Pointing from his 12th-floor Tower of Hope office to the mirrored, 236-foot-tall steeple that houses a carillon and prayer chapel, Schuller said, “That tower has emotional intercourse with the sun . . . It’s different every five minutes of the day. Architecture for humans . . . that’s biorealism,” he said, citing a term used by architect Richard Neutra. You can’t communicate with people unless they feel relaxed enough to listen, Schuller explained.
Bronze statues representing “four of the greatest communicators of the Word of God” stand in the glass-walled, nearly 3,000-seat Crystal Cathedral. The four are Bishop Fulton Sheen, Norman Vincent Peale, Billy Graham and Schuller himself.
Schuller claims that the idea of the megachurch began with him. “I have been credited or blamed—both are correct—as the founder of the megachurch.” He began a Reformed Church in America congregation modestly by preaching from atop a snack stand at an Orange County drive-in theater in 1955. The next year, Schuller said, he outlined a megachurch concept of some 6,000 members “to generate enough revenue” to support a staff of ten to 12 people. It was revolutionary, he said, because in those days mainline denominations planned only small churches—“no more than 400 members because that was all one pastor could accommodate.”
“I launched the megachurch movement through the Institute for Successful Church Leadership in 1970,” he said, referring to his annual pastors conference at the Garden Grove church. “There were no megachurches 32 years ago—we were the closest thing to it.”

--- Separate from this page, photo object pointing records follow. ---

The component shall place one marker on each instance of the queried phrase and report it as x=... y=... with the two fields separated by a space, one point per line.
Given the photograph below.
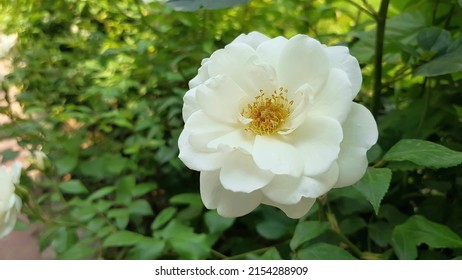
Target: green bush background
x=101 y=85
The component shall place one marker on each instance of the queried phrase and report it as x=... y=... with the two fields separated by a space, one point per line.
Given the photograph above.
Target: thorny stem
x=379 y=40
x=335 y=228
x=362 y=9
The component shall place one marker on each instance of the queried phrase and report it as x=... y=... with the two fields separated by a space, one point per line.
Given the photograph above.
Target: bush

Veteran author and consultant Lyle Schaller disagrees. “Historically, that’s simply not true,” he said. If the megachurch started anywhere, he said, it was in Akron, Ohio, “where in the early 1960s there were at least three of the largest Protestant churches in America”: Akron Baptist Temple, the Chapel and Rex Humbard’s Cathedral of Tomorrow. In addition, downtown Dallas of the 1960s with First Baptist, First Presbyterian, First Methodist and First Christian “were among the largest churches in their denominations” and typically drew 2,000 or more attendance at worship, he said.
Schaller acknowledged that Schuller invented certain ways of doing church differently. “He was the first to have a surplus of off-street parking that the church owned. Among parish pastors he was the first to really recognize the power and impact of television. The whole concept of a teaching church for other pastors was his. Again, I don’t know of anyone, among pastors, who has the kind of world impact that he has.”
The Iowa-born Schuller surely would want history to add another first: a megachurch sustained by foresight and “biorealism.”
“In three years, we celebrate our 50th anniversary,” he said. “Then, you’ll look and see the first 50 years of our church required a unique kind of leadership, and I had those abilities that are not necessary ever again in history. That would be art, architecture, land development and creating an international platform.”
Schuller said that before he dies, a planned endowment fund will be generating income “to keep everything going as it is, even if there is a dip in following and finances.” Schuller admires the Marble Collegiate Church in New York, another fabled RCA congregation that will be 400 years old in 2008. “So I dream in hundreds of years. These structures, the biorealistic designs [of the Crystal Cathedral], will never die. Impossible. It’s built around the sun, the sky, the water, the mountains. It meets the deeper emotional needs of people."